How GDELT 3.0's Crawler Architecture Uses Realtime Global Network Monitoring To Learn And Adapt Its Global URL Routing

Historically, GDELT's crawlers have addressed transient errors simply by retrying a URL after a short pause or redirecting to a nearby peer crawler. However, a rise in non-transient errors like the HTTP 451 geofencing of EU member countries by a growing number of smaller US news outlets and increasingly interventionist national governments across the world talking more openly about geographic content restrictions has prompted a rethinking of this approach.

Rather than treating all crawlers as direct peers and redirecting a failed URL to another crawler within a zone, region or metaregion in which the geographic location of the crawler or its IP range is ignored, we need a new routing system that allows these factors to be considered. In other words, under our previous crawler architectures, all crawlers worldwide were considered candidate equals for redistributing a failed URL. If we received a transient or unexpected error from a server even after retrying it, we would redistribute to any available crawler anywhere worldwide, including within the same geographic region or IP range.

Using the Global Difference Graph as a testbed, we've been experimenting with modifications to the GDELT 3.0 crawler architecture that allow the URL routing fabric to intelligently redirect and even proactively divert URLs by learning over time about each outlet.

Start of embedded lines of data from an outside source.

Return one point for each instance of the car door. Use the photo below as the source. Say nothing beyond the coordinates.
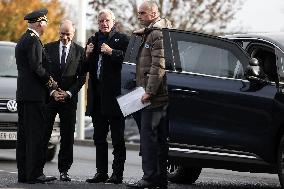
(211, 102)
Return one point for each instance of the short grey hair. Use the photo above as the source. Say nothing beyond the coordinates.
(106, 11)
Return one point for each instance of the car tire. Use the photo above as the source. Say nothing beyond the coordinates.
(280, 162)
(183, 175)
(51, 151)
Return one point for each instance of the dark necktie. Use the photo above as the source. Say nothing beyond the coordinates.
(63, 58)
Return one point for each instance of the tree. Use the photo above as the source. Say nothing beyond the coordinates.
(195, 15)
(12, 12)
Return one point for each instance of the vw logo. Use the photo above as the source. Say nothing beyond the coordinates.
(12, 105)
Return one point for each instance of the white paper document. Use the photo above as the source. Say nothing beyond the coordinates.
(131, 102)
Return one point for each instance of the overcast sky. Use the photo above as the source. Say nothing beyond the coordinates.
(261, 16)
(255, 15)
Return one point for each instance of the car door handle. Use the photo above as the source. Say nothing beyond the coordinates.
(184, 91)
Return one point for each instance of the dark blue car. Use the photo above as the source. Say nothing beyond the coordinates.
(226, 101)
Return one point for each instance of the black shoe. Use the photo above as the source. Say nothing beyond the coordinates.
(22, 180)
(42, 179)
(115, 179)
(65, 177)
(142, 184)
(99, 177)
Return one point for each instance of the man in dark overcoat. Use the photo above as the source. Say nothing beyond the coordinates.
(32, 91)
(104, 56)
(66, 59)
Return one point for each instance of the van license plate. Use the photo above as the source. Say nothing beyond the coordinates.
(8, 135)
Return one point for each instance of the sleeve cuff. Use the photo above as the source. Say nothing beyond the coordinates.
(69, 93)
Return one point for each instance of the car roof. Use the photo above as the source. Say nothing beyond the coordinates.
(276, 38)
(7, 43)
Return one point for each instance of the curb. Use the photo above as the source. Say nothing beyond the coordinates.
(90, 143)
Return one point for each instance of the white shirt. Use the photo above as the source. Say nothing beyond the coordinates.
(60, 53)
(67, 50)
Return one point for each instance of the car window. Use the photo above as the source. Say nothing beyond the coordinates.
(132, 49)
(8, 67)
(204, 54)
(209, 60)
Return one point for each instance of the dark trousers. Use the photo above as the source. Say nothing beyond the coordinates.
(67, 115)
(154, 147)
(30, 144)
(102, 123)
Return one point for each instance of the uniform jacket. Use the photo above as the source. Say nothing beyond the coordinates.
(103, 98)
(32, 69)
(150, 69)
(72, 77)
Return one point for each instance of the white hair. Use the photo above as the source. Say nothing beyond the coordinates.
(106, 11)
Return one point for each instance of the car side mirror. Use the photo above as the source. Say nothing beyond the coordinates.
(254, 70)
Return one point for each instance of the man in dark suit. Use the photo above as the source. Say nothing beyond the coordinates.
(32, 90)
(104, 56)
(65, 65)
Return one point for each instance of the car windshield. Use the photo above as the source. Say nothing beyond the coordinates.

A set of learning and discovery systems now monitor the live auditing control log flows from our worldwide crawler fleet, examining each failed request and classifying the circumstances around the failure and developing both a shortterm mitigation for that specific URL and a long-term mitigation for that site.

Transient technical errors are redistributed based on the network layout of our crawler fleets at that moment, moving a URL to a crawler outside of that entire IP range. Repeated transient technical errors for a given site within a particular IP range, zone, region or metaregion will result in that site being placed on an internal routing exclusion list to divert all future requests to that site to crawlers outside of those ranges and locations. Over time URLs from a given site are systematically randomized by country, region and IP range to determine if there are consistent factors in such errors, allowing us to better characterize nonobvious targeting behaviors or technical faults.

Similarly, non-transient errors like consistent 451 errors to a given country or geographic region will result in our internal routing tables being updated to route future requests to those sites exclusively to crawlers outside of that geographic area. In this way, as new sites implement geofencing or technical interventions in the future, our routing tables will automatically update themselves in realtime without any human action required.

Preliminary tests of a prototype of this architecture are showing considerable promise and we hope to share more on these approaches shortly!